KAUM buruh biasanya mengancam mogok karena menuntut perbaikan
nasib. Tidak demikian halnya minggu lalu di PT Perusahaan Bir
Indonesia (PBI) yang mempunyai hampir 1200 karyawan. "Sungguh
aneh Serikat Buruh di sini," kata pihak direksinya.

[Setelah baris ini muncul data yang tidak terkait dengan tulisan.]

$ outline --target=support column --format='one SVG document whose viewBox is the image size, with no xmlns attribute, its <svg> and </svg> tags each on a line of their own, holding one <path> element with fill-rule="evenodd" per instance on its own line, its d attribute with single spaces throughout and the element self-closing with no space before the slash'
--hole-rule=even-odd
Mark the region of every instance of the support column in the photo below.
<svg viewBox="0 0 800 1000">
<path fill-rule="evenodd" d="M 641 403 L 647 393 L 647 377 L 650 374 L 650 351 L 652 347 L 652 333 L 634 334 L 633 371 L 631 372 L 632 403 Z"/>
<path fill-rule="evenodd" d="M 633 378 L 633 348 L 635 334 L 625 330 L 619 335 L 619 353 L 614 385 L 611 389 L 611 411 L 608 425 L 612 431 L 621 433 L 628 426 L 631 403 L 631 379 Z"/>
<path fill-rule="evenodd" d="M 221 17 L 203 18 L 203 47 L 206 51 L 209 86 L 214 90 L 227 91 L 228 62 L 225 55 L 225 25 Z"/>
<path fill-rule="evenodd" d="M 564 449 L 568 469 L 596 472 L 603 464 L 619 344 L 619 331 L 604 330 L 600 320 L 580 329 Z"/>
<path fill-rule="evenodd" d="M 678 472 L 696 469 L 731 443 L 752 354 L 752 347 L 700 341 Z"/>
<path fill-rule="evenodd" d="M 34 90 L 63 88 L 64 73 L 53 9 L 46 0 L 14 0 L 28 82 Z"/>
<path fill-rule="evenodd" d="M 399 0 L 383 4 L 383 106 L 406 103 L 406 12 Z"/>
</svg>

Hal aneh itu berasal dari rencana mutasi dua manajer berbangsa
asing: W. Dijkstra (bagian brewery, produksi) dan F.G. Wolf
(pemasaran). Pihak karyawan menuntut supaya keduanya
dipertahankan sampai tiga tahun lagi. Sebaliknya, pihak direksi
mau mengganti mereka dengan tenaga pribumi, sesuai dengan
program "Indonesiasi" yang berjalan sejak 1975. Jumlah tenaga
asing di sana yang tadinya 25, kini tinggal 6, dan diharapkan
bersisa 4 bila Dijkstra dan Wolf pergi.
"Tidak semua karyawan -- kurang lebih 17 saja yang menjadi
pengurus SB dan beberapa manajer -- yang tidak menyetujui
kebijaksanaan direksi," kata Sudarso Martonagoro, managing
director, pensiunan Brigjen (Pol) Sudarso bersama J.J.E. Cronin
(berkebangsaan Irlandia), Katik Saroso, bekas dubes RI di
Swedia, memimpin PT BRI, yang mempunyai dua pabrik bir,
masing-masing di Tangerang dan Surabaya. Sebagai perusahaan PMA,
ia dimiliki oleh perusahaan Heinekens dari negeri Belanda (71%),
investor Belgia (19%) dan Indonesia (10%).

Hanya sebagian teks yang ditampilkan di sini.